Sunday, 10 April 2011

Elements of game design, part two: art direction for games

There are a hell of a lot of information sources on being an art director which I am sure are all very interesting in their own way of explaining it. First I’ll look at a typical job description of what an art director does. The links given showing some examples have expired now but I found another and will provide it in the reference links when I finish.

Typically an art director is ultimately responsible for the setting, style and quality of art incorporated into a game and managing the rest of the team pretty much constantly. Animation fits into this too and maybe even the music but I am not too sure on that one. Many sources say a background, perhaps a degree, in fine art is a must, due to the vast amount of knowledge in particular techniques like drawing, colours, texturing  plus, all artists need to be creative including the directors visualising how a character, an asset, a scene or particular section should look once complete. I think the major part to grasp from the general job description is the communication with other team members. It is their job to check up with what everybody is doing and, in Phillip Bossant’s case, who was executive producer and art director for the America’s Army public game project, would go around to everybody one by one to see progress.

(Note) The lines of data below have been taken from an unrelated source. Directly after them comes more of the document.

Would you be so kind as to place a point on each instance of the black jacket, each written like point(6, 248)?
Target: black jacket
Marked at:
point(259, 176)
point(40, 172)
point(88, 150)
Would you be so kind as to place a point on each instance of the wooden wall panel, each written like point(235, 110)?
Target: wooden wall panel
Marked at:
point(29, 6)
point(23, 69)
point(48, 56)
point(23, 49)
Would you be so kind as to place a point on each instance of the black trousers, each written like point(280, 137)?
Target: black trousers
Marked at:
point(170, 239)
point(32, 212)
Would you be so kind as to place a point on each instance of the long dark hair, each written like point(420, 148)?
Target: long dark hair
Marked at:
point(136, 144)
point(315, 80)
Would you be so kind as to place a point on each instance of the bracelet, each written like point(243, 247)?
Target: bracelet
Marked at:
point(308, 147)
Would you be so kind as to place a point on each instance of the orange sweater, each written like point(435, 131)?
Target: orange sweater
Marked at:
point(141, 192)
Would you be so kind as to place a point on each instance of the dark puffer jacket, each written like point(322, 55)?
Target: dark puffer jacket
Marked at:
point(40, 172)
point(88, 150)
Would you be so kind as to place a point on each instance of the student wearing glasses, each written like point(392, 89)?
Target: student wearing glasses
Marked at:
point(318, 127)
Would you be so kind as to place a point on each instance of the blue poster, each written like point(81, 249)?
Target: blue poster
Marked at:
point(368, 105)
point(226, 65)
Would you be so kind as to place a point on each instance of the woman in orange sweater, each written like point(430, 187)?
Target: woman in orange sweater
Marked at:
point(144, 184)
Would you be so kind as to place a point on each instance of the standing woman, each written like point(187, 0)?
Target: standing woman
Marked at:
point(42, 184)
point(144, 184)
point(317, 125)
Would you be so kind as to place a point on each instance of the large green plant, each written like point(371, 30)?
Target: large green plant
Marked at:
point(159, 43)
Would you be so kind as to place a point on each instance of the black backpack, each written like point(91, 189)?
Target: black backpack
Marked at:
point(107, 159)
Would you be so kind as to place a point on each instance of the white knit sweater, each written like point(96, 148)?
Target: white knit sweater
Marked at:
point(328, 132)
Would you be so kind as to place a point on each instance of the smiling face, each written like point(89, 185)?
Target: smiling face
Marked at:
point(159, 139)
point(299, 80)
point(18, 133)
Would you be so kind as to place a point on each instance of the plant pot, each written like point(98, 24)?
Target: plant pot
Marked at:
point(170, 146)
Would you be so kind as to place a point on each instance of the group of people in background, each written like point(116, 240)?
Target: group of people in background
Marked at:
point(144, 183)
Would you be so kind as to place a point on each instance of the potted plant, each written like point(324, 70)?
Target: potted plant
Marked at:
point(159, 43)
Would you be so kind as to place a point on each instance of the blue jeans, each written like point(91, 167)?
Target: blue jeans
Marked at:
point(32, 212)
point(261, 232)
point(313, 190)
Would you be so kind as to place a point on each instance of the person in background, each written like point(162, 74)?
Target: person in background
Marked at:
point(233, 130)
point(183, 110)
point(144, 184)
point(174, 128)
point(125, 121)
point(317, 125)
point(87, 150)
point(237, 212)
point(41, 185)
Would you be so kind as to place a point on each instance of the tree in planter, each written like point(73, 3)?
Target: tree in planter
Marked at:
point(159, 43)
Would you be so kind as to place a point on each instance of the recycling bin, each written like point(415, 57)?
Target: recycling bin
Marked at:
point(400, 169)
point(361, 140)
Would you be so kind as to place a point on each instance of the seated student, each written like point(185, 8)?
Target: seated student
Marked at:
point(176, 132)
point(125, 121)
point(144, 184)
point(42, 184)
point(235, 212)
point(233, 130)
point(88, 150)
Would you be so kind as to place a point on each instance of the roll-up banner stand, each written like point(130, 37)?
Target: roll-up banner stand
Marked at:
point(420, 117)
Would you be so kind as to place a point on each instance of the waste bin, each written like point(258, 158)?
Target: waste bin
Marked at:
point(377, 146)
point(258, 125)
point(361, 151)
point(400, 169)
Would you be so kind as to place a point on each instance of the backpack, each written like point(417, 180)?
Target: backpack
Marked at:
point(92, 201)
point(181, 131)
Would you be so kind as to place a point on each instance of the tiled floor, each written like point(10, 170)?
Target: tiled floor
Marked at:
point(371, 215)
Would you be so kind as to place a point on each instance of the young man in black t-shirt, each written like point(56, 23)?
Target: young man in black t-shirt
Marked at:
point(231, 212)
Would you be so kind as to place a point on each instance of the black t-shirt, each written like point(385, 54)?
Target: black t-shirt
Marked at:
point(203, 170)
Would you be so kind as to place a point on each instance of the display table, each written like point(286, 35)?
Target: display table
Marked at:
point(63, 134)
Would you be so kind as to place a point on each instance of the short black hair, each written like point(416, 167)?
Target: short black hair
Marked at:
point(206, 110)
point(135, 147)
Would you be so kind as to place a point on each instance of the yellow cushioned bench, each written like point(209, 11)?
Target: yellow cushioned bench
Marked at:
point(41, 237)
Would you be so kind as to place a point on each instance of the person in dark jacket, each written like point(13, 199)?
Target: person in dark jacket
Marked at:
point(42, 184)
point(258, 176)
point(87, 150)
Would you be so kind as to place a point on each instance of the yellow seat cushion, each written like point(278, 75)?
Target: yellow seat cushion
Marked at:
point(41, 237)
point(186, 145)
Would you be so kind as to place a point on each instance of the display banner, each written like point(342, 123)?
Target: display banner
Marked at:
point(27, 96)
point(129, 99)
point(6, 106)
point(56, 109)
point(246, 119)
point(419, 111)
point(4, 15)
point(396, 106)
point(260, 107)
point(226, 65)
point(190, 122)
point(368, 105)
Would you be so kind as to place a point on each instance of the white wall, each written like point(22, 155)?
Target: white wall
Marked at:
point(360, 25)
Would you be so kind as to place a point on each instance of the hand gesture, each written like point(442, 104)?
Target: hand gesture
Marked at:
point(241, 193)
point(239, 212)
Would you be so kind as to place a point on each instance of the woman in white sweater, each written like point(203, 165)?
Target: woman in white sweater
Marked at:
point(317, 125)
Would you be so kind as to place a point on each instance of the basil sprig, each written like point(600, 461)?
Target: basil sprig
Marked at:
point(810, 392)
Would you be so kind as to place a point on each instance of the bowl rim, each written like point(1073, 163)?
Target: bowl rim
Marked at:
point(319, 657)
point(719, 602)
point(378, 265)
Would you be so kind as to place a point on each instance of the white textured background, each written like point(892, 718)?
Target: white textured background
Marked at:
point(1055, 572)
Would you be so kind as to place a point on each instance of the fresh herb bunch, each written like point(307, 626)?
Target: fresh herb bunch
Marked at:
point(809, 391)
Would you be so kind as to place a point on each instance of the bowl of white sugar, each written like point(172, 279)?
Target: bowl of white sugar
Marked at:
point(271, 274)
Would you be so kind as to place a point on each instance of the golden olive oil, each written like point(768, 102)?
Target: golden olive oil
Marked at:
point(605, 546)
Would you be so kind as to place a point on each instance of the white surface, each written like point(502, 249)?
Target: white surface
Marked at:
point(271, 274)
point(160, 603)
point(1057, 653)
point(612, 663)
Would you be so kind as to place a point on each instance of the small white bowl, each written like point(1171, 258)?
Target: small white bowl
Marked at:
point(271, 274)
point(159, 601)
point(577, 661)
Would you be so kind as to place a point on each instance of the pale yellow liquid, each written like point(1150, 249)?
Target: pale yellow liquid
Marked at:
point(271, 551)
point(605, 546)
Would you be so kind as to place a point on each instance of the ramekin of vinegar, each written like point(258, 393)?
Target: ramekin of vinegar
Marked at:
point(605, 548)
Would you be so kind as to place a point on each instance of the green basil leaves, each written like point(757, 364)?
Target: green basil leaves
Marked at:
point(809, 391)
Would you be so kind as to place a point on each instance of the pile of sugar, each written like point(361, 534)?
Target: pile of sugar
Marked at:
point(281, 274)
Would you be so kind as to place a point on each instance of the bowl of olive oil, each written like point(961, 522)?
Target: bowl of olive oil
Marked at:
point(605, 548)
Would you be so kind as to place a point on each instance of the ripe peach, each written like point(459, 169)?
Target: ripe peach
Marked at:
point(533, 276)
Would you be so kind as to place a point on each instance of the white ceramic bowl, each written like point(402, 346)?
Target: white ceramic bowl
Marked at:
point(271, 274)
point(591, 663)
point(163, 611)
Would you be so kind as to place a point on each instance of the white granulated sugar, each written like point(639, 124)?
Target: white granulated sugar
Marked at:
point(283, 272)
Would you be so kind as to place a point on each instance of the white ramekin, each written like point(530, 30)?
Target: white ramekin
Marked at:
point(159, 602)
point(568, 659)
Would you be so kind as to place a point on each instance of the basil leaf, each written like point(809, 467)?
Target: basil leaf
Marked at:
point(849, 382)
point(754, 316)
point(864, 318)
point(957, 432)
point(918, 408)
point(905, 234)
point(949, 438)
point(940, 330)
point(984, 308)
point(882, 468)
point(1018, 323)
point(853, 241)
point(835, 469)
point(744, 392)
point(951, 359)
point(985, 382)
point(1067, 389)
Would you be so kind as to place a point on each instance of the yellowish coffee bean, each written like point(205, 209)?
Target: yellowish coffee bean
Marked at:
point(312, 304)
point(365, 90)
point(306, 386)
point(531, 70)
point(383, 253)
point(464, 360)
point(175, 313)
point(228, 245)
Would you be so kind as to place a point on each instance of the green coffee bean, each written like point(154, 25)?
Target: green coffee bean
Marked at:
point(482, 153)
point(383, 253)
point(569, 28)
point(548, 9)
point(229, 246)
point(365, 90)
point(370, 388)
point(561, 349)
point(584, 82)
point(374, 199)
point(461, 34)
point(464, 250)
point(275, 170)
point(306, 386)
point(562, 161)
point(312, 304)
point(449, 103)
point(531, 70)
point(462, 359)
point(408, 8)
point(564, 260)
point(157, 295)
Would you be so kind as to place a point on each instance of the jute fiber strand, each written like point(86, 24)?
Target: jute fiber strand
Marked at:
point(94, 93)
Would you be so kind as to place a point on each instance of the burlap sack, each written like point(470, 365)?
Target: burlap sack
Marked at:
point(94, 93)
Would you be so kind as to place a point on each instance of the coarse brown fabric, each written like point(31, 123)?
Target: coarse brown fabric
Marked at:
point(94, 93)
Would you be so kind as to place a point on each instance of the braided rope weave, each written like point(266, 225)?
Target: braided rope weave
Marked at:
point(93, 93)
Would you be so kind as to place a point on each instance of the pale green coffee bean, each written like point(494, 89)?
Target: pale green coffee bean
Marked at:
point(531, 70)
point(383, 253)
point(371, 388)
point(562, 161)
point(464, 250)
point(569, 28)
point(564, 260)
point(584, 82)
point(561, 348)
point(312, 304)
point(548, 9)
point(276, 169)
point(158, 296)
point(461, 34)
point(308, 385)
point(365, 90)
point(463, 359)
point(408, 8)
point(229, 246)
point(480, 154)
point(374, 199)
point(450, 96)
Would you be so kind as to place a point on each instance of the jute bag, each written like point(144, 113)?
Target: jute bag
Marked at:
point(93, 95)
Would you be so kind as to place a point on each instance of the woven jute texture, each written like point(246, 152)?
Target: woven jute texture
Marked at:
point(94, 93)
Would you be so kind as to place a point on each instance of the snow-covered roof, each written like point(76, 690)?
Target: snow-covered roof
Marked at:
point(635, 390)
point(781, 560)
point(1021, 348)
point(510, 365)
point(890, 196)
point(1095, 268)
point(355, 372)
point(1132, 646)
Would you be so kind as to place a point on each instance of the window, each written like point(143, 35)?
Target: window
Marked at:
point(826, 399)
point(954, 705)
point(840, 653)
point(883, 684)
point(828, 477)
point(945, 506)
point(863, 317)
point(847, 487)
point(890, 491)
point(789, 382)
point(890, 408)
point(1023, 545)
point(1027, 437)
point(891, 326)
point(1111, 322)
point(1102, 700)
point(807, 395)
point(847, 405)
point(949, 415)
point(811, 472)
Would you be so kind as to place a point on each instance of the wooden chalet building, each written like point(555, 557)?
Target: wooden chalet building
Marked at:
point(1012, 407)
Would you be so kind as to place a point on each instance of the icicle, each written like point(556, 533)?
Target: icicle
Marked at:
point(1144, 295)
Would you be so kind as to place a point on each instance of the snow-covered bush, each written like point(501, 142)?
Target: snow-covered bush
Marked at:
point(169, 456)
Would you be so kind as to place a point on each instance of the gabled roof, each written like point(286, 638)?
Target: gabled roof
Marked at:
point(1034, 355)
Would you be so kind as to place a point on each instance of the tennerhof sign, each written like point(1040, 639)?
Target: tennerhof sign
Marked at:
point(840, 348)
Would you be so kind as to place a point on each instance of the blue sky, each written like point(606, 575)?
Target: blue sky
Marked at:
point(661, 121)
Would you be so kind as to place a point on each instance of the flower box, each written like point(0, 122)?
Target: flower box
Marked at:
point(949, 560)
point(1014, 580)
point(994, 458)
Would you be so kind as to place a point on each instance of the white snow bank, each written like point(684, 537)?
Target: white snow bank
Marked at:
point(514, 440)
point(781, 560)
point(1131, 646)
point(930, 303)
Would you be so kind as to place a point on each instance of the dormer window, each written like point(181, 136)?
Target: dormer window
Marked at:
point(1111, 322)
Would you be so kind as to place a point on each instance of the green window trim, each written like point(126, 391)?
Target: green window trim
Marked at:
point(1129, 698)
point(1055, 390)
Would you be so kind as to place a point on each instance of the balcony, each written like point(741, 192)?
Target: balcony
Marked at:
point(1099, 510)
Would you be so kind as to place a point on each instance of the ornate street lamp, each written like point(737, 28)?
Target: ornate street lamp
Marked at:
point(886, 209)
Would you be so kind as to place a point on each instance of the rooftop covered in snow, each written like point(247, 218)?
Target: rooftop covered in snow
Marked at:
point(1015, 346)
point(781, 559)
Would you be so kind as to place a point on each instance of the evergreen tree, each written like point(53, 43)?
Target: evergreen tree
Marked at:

Many times, I'm just providing feedback but sometimes I am directly involved with making the solution”.

I almost see this as being everyone’s teacher or tutor keeping order within the team and eventually making sure that, once merged together everything still flows but still be open to new ideas and suggestions. If everything flows, then you have a solid game and that is important.

Compared to film, there is not much difference when looking at art direction. I am sure film directors try their very best to make sure everything from characters, costumes, sets, musical scores and such stick to the film’s theme meaning checking each part individually. Mistakes would need to be altered beforehand and just like an art director, the film director needs to keep order. Handling takes when it comes to acting, it is the film director who calls out “action” and “cut” as retakes are made to get parts just right. Colour palettes are determined depending on the type of film so if it was a natural fantasy film, greens, yellows and reds could be reflected in the environment and characters to indicate a cheerful sunny scene and it is no different for art direction.

The job may sound simple enough but I reckon it takes a copious amount of experience, confidence, leadership skills and communication skills to be able to work with just about anyone from senior to beginner artists and animators in a team. Bringing workers together and checking on work is one thing but you would still need to use your artistic skills if the need to clean parts up yourself arises and I can imagine they all get plenty of emails and files sent to them. I can see it being a competitive but exciting job however because the job description I found says an art director can branch from an artist with more than 3 years experience in the games industry and the amount of talent will vary greatly between applicants.